Nachdem die Inhalte der nächsten Tagesordnungspunkte bereits öffentlich vorberaten war, konnte ohne Diskussion abgestimmt werden. Der stellvertretende Landrat Willi Killinger wurde einstimmig zum Vertreter des Landrats im Kuratorium der Erwin-und-Gretl-Eisch-Stiftung benannt. Ferner stellten die Räte die Jahresrechnung 2013 fest. Sie genehmigten alle außerplanmäßigen Ausgaben und sie entlasteten den Landrat.
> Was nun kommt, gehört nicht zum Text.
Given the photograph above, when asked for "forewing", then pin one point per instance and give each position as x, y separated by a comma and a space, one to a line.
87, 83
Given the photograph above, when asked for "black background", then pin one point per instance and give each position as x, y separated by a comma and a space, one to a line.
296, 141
Den Beteiligungsbericht des Landkreises Regen nahmen sie zur Kenntnis. Diskussionen gab es allerdings bei der von der Rechnungsprüfung vorgeschlagenen Beendigung der Mitgliedschaft in der gemeinnützigen Wohnungsbaugenossenschaft Viechtach eG. Kreisrat Schedlbauer hatte darauf hingewiesen, dass bei einer Beendigung die Genossenschaft rund 8000 Euro an den Landkreis zahlen müsse. Dies sei angesichts der knappen Finanzlage der Wohnungsbaugenossenschaft eine hohe Summe. Er bat um den Verbleib in der Gesellschaft, dem schloss sich eine Mehrheit der Kreisräte an.
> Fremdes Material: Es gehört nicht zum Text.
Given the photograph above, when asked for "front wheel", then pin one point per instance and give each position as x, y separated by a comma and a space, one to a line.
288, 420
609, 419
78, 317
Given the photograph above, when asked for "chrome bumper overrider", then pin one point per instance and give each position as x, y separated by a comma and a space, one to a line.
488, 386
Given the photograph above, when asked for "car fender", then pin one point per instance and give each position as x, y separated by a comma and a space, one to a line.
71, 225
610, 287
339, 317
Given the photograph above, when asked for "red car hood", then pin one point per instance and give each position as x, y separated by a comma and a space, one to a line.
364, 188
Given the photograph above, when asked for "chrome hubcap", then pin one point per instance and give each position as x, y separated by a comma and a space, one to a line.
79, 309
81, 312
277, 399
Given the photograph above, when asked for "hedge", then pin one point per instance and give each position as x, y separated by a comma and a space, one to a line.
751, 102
Beim Bericht des Kreisbehindertenbeauftragten erfuhren die Kreisräte, dass Helmut Plenk auch in diesem Jahr wieder vielbeschäftigt war. Er hatte zahlreiche Stellungnahmen abzugeben und er setzte sich verstärkt für die Barrierefreiheit ein. Zudem wies er darauf hin, dass es bei behindertengerechten Wohnungsumbauten durchaus vergünstigte Darlehen geben kann.

Abschließend gab es die traditionellen Ansprachen der Fraktionssprecher und des Landrats zum Jahresabschluss.